And now to Fake Turins.
I’d held out one hell of a lotta hope for Fake Turins.
I mean, they were meant to be “Hard-Fi beats overlayed with poetry inspired by William Burroughs carrying the modern cynicism and irony of David Foster Wallace.”
Can you imagine?
Oh wait, you probably can’t.
I’ll help you.
Imagine that song, Living for the Weekend. Now surgically remove the vocals.
Now, I know this one’s difficult, but what do David Foster Wallace and William Burroughs have in common? The former is ‘iron-ic’, the latter shot his wife in the head during a drunken parlour game and then let his friends abuse his son.
Go on, I know you read.
So Fake Turins were going to play Hard Fi’s Living for the Weekend and read that scene about Steely Dan III from Naked Lunch.
Oh wait, they didn’t.
Actually, they sounded alright.

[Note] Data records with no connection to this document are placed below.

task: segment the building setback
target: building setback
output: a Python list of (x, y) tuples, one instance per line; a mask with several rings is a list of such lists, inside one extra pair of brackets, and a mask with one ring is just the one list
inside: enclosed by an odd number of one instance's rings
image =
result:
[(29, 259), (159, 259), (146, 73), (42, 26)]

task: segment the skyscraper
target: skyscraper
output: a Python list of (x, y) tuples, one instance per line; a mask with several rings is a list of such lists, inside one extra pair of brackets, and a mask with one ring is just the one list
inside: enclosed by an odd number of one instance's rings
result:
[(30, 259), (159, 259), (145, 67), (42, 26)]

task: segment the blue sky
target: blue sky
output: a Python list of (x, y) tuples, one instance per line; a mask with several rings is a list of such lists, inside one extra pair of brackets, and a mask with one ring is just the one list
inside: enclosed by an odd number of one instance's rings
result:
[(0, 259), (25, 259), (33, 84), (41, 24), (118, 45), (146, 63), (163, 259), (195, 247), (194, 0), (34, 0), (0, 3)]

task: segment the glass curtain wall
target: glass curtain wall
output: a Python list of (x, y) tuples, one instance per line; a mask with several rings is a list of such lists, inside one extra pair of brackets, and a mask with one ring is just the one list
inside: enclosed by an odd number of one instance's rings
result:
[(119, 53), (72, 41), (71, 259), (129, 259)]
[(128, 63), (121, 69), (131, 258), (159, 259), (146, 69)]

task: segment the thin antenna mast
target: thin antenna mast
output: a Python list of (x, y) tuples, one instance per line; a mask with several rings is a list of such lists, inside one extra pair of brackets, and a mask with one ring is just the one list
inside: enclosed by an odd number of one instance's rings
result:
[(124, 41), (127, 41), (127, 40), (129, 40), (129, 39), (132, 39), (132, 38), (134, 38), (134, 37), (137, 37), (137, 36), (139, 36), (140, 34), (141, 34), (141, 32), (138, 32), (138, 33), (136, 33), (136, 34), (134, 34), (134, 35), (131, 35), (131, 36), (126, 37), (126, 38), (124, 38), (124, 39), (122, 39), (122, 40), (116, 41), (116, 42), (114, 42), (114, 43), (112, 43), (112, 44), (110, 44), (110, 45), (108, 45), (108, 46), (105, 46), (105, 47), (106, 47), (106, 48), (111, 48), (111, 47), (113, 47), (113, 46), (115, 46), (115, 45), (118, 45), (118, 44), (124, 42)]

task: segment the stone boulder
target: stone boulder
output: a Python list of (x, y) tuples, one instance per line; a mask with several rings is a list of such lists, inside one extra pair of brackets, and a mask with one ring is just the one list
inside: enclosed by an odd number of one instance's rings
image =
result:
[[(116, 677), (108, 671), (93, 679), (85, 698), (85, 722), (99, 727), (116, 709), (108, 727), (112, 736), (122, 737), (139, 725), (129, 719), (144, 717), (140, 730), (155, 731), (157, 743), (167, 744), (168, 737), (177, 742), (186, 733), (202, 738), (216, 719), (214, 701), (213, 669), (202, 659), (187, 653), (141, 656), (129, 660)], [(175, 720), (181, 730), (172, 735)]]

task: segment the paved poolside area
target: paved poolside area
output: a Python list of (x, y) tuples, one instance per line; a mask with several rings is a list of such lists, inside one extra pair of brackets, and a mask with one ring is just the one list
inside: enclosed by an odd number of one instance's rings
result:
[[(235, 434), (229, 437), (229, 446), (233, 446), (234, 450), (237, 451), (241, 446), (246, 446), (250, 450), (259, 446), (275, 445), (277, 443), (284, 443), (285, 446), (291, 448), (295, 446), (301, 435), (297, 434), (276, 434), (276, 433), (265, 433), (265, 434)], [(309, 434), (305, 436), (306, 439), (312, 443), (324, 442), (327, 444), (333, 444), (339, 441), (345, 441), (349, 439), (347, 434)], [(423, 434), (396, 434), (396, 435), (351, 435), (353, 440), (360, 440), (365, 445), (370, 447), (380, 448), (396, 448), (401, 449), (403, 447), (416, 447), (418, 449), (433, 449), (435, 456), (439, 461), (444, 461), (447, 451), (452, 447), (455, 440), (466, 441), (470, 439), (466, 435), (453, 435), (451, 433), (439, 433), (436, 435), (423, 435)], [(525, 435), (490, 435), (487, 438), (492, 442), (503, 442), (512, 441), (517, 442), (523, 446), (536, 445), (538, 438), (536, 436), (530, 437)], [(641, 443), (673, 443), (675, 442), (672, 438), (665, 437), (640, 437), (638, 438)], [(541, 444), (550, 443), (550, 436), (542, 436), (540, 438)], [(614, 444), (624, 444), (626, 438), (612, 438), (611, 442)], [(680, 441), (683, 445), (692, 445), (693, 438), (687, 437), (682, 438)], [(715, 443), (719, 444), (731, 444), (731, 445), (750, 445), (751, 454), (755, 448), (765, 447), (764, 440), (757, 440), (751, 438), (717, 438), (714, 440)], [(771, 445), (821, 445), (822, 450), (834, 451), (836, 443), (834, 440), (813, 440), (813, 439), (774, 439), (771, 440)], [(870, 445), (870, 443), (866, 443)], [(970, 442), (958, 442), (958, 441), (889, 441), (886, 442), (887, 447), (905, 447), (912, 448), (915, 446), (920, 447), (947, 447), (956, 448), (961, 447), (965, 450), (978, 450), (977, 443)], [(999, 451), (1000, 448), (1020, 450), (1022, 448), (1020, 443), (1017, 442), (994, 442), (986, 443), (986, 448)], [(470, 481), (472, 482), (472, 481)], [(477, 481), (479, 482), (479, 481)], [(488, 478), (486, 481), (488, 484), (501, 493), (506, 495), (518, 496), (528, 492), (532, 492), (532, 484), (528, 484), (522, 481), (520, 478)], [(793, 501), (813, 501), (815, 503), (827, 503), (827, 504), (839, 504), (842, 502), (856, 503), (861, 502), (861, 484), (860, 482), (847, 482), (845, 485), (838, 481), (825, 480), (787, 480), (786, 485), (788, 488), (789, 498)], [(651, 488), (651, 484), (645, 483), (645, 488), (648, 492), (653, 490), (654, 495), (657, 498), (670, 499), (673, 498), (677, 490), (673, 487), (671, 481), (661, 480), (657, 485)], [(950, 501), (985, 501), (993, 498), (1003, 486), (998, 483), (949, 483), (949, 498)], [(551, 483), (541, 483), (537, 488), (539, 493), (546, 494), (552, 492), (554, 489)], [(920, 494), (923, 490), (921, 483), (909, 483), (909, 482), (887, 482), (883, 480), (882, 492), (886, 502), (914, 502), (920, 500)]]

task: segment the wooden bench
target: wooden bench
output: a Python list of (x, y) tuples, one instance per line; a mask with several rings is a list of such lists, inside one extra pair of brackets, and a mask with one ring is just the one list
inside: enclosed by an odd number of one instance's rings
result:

But after so much boasting, they weren’t able to live up to the hype.
The music wasn’t interesting, inspired, or even that different.
It was just a lot of people playing a load of instruments (including bongo drums) and two guys wailing over them cryptically.
The highlight was that Charlie came.
Charlie, don’t worry, the beers are for the bands, not you.
Fake Turins: Don’t promise what you can’t deliver.